In the plane, the position of points is given using the Cartesian rectangular coordinate system, which is based on two mutually perpendicular basis vectors. Any planar vector can be represented as a linear combination of these two basis vectors. This representation is unique. 

The vector a uniquely determines the ordered pair of numbers (α₁;α₂). 
Conversely, the ordered pair (α₁;α₂) uniquely determines the vector a.

For spatial vectors, two basis vectors are not sufficient; a third one is needed. This third basis vector is denoted by k. This unit vector is perpendicular to both i and j.
However, in space, there are two possible vectors that satisfy the perpendicularity condition. The vector k is the one for which, when viewed from its endpoint, i must be rotated counterclockwise through j to obtain k. The line passing through the origin and having the same direction as k is called the z-axis. The vectors i, j, and k (in this order) form a right-handed system.

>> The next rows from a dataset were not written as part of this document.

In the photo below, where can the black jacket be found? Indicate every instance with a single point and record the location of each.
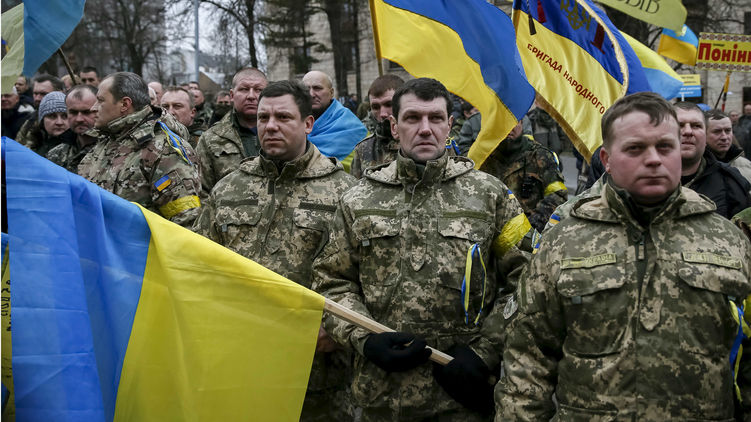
(721, 183)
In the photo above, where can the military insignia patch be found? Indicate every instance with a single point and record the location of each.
(510, 309)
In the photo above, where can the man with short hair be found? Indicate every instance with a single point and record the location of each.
(532, 172)
(203, 109)
(81, 118)
(380, 147)
(14, 114)
(179, 103)
(626, 311)
(405, 243)
(158, 90)
(720, 142)
(139, 153)
(336, 130)
(293, 221)
(235, 137)
(89, 76)
(222, 106)
(702, 172)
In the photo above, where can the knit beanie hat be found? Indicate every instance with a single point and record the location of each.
(54, 102)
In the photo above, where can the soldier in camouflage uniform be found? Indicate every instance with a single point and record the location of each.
(222, 147)
(399, 245)
(276, 209)
(627, 310)
(140, 154)
(532, 172)
(79, 101)
(379, 147)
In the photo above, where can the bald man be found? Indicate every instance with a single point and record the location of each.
(337, 130)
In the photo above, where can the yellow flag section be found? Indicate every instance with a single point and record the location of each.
(216, 337)
(463, 77)
(575, 89)
(663, 13)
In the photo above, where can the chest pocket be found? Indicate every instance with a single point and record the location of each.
(596, 305)
(704, 317)
(237, 223)
(380, 256)
(311, 222)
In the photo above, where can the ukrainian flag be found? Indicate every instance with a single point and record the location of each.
(662, 78)
(466, 45)
(679, 47)
(119, 314)
(578, 62)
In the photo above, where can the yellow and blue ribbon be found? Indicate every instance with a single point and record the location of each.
(473, 251)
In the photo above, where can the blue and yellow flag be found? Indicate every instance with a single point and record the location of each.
(578, 62)
(662, 78)
(119, 314)
(36, 29)
(680, 47)
(466, 45)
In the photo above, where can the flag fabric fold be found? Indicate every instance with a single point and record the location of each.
(662, 13)
(121, 315)
(662, 78)
(13, 44)
(468, 46)
(578, 62)
(680, 47)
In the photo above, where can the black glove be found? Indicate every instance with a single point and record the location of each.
(396, 352)
(466, 379)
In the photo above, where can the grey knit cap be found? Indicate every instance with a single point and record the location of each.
(54, 102)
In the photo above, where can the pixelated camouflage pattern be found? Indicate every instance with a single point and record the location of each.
(68, 156)
(132, 153)
(397, 254)
(378, 148)
(528, 168)
(624, 322)
(282, 221)
(564, 210)
(220, 150)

In space, we therefore need a rectangular solid whose one vertex is the origin O, its edges are parallel to the coordinate axes, and whose diagonal starting from O is exactly a.
This vector a can be written in the following form:

a = α₁i + α₂j + α₃k

Each unique linear combination defines a distinct rectangular solid – and therefore a distinct diagonal vector. Thus, every spatial vector a uniquely determines an ordered triple of numbers (α₁;α₂;α₃), and every ordered triple (α₁;α₂;α₃) uniquely determines a spatial vector a.